Will Barnicoat

Personal information
- Nationality: Great Britain
- Born: William Charles Greathead Barnicoat 24 March 2003 (age 23) Guildford
- Height: 5'11

Sport
- Sport: Athletics
- Event: 5000m

Achievements and titles
- Personal best(s): 5000m: 13:19.66 (Paris, 2024)

Medal record
Men's athletics
Representing Great Britain
European U23 Championships
| Bronze medal – third place | 2025 Bergen | 5000m |
| Bronze medal – third place | 2023 Espoo | 5000m |
European Cross Country Championships
| Gold medal – first place | 2022 Turin | U20 race |
| Gold medal – first place | 2022 Turin | U20 Team |
| Gold medal – first place | 2023 Brussels | U23 race |
| Gold medal – first place | 2023 Brussels | U23 team |
| Gold medal – first place | 2024 Antalya | U23 race |
| Gold medal – first place | 2024 Antalya | U23 team |

= Will Barnicoat =

British athlete (born 2003)

Will Barnicoat (born 24 March 2003) is a British track and field athlete and cross country runner. He was European U20 cross country champion in 2022, and became European U23 cross country champion in 2023 and 2024.

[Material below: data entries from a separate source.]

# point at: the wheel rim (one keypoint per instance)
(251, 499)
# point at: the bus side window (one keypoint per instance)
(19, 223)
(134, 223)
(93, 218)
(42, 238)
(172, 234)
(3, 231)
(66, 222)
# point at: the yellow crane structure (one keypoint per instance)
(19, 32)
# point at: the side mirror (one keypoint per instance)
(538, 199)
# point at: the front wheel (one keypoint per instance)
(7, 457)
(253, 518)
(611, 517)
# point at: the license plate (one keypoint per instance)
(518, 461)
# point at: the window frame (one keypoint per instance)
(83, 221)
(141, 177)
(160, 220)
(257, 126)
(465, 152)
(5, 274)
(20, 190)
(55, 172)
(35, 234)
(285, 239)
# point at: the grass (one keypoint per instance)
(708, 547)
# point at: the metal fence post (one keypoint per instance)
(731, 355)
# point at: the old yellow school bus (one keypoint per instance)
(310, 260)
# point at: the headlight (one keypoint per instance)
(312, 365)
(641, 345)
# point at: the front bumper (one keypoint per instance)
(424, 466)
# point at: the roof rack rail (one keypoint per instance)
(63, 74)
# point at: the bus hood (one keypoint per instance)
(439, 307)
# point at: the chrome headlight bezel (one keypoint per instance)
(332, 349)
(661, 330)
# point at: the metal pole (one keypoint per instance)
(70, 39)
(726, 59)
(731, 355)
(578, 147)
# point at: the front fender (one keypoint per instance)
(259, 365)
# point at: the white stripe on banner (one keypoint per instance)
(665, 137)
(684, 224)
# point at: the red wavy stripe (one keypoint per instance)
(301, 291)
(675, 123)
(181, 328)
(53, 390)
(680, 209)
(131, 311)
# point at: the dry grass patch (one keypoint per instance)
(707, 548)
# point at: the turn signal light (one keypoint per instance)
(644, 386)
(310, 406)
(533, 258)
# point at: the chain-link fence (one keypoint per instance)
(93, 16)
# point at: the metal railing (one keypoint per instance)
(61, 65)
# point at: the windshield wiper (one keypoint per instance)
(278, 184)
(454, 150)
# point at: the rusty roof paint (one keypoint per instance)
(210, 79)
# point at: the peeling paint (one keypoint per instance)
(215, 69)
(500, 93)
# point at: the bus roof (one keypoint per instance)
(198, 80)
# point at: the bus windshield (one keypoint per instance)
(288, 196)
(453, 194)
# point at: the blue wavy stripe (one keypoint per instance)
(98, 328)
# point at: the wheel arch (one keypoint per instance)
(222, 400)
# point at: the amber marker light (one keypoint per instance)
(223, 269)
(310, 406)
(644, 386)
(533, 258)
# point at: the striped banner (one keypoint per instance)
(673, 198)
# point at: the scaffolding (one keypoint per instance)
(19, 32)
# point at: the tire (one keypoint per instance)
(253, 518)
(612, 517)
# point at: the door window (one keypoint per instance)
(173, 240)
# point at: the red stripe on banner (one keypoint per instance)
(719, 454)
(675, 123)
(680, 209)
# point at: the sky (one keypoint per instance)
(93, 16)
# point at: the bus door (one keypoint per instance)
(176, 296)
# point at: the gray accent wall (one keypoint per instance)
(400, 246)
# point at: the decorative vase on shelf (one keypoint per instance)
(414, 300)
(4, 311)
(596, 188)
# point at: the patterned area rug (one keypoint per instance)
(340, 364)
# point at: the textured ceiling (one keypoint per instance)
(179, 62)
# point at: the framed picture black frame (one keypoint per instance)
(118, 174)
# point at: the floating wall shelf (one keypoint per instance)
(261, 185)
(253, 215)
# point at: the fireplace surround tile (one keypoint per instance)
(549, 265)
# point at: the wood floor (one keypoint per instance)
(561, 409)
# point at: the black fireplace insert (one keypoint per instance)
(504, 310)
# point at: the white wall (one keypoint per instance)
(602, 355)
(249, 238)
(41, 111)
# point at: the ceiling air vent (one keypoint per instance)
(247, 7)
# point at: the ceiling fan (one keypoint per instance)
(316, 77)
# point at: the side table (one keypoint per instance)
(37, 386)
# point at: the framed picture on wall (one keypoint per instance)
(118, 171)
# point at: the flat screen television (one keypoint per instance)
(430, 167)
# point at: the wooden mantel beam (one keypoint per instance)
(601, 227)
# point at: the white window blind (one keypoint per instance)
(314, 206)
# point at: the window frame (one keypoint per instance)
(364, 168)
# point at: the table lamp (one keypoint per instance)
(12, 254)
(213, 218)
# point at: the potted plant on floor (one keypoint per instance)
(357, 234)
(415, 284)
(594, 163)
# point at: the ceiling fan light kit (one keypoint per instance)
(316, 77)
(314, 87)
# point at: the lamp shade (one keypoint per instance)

==Early and personal life==
Barnicoat runs for Aldershot, Farnham and District Athletics Club. He attended the University of Birmingham, where he was a contemporary of athletes Axel Vang Christensen and David Stone. As a student, Barnicoat supplemented his income working as a pot washer at a branch of Gourmet Burger Kitchen.
He won his first vest for Great Britain aged 16, running in the European Cross Country Championships in Lisbon in December 2019.

==Career==
===2022===
In February 2022, he became the English National junior cross-country champion for the second time, having also been U17 champion before that. Later that year, he won the 2022 European Cross Country Championships U20 race in Turin.

===2023===
He was a bronze medallist in the 2023 European Athletics U23 Championships – Men's 5000 metres in Espoo. In December 2023, he won the 2023 European Cross Country Championships U23 race in Brussels. He also claimed gold as part of the British squad which won the U23 team event.

===2024===
In March 2024, he was named in the senior British team for the 2024 World Athletics Cross Country Championships in Serbia, where he finished 27th (the highest British men's finish since Mo Farah in 2010). In May 2024, he won the British Universities and Colleges Sport (BUCS) 5000 metres. In July he ran a personal best of 13:19.66 in Paris, the third fastest outdoor U23 British 5000m time.

In November 2024, he was named by British Athletics on the Olympic Futures Programme for 2025. He won gold in the U23 individual and with the British U23 team at the 2024 European Cross Country Championships in Antalya, Turkey.

===2025===
In March, at the Podium 5K Festival he was the fastest Briton and ran the 5th fastest 5K road time in British history (13:29). In May he successfully defended his British University Championships 5000m title. He won the bronze medal in the 5000 metres at the 2025 European Athletics U23 Championships in Bergen, finish 0.31 behind the silver medalist Nick Griggs of Ireland with Niels Laros of the Netherlands winning gold. He finished fourth over 5000 metres at the 2025 UK Athletics Championships in Birmingham on 3 August 2025. In October 2025, he was retained on the British Athletics Olympic Futures Programme for 2025/26.

Despite being troubled by an Achilles injury, he ran at the 2025 European Cross Country Championships where Barnicoat was the second British finisher as the British U23 team placed fourth overall.